I was thinking to add 5g of dried yeast.. but whether to add this as a starter or sprinkle straight into the wort as the packet instructions suggest, I wouldn't know which is better. But I think a starter wouldn't hurt it.


----------



## Chookers (7/2/16)

so I finally did my Hefeweizen style wheat beer (Im not confident enough to call it just 'Hefeweizen')..

I must have made some miscalculations somewhere along the line.. I was aiming to have 11L in the fermenter out of my 3kg of grain. But I only ended up with just under 9L.. very disappointed (on the plus side, there will be plenty of head space in the fermenter).. OG is 1050, and it is supposedly 14 IBUs.. (I can barely detect any bitterness in the wort).

I am going to add 1/3 pkt M20 Mangrove Jack yeast, when it gets to 18 degrees.

Really pissed I didn't get my 11Litres


----------



## Chookers (19/2/16)

checked SG after a week and it was 1020. Im giving it another week.

I hope it drops a bit more.

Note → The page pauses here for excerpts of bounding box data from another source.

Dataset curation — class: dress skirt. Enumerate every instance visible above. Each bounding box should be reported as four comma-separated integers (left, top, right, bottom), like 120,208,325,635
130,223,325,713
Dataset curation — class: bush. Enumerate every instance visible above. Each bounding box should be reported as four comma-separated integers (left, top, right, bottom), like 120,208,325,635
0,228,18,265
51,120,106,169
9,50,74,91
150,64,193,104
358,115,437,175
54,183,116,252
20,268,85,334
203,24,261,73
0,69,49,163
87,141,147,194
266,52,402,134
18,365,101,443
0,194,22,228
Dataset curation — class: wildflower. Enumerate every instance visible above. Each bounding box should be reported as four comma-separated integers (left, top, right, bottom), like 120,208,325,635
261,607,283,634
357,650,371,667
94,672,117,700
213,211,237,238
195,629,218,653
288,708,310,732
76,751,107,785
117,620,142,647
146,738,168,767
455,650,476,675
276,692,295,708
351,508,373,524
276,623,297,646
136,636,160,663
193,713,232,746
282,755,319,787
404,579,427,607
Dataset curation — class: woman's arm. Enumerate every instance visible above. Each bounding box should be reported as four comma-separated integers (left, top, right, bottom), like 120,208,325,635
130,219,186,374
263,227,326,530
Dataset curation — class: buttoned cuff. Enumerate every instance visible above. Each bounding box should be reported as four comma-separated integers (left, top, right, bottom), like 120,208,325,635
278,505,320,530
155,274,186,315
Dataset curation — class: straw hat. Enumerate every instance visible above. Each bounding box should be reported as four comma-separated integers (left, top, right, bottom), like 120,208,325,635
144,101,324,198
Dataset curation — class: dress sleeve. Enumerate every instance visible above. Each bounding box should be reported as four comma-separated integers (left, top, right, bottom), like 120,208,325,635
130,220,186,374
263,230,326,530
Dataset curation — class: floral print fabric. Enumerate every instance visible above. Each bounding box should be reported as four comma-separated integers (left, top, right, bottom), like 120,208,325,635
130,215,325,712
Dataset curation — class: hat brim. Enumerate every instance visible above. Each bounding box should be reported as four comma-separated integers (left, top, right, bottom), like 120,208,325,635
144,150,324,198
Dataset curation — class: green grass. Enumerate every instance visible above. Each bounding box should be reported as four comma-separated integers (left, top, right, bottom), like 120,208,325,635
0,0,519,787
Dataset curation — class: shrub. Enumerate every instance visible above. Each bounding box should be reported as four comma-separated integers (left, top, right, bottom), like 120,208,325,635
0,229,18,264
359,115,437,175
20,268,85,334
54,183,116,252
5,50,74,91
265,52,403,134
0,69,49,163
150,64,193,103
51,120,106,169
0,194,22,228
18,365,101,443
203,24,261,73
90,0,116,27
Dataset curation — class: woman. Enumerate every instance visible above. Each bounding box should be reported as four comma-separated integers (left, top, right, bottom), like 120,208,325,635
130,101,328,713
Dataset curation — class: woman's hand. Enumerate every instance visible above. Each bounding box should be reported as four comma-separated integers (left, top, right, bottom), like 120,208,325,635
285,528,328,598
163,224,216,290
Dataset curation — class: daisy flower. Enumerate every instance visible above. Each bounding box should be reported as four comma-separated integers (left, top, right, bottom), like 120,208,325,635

I am hoping this slow ferment is due to the cooler temps. 18degrees


----------



## Reman (20/2/16)

The hefe I brewed 3 weeks ago dropped from 1.044 to 1.008 in about 3 days, so yours is taking its sweet time! If it slowly keeps dropping you're probably all sweet, but if it gets stuck maybe consider pitching more of your yeast.


----------



## Chookers (20/2/16)

yeh, I was afraid it might get stuck.. but I did purposefully under pitch following the logic of Hommelhomebrew Hefeweizen.

I hope I didn't over under pitch :huh:


----------



## Chookers (23/2/16)

checked sg today it was 1018, I tasted it and there was absolutely zero hint of sweet.. It tastes quite thin and as if its about to go sour (if that makes any sense). I cant tell if its supposed to taste like that or not.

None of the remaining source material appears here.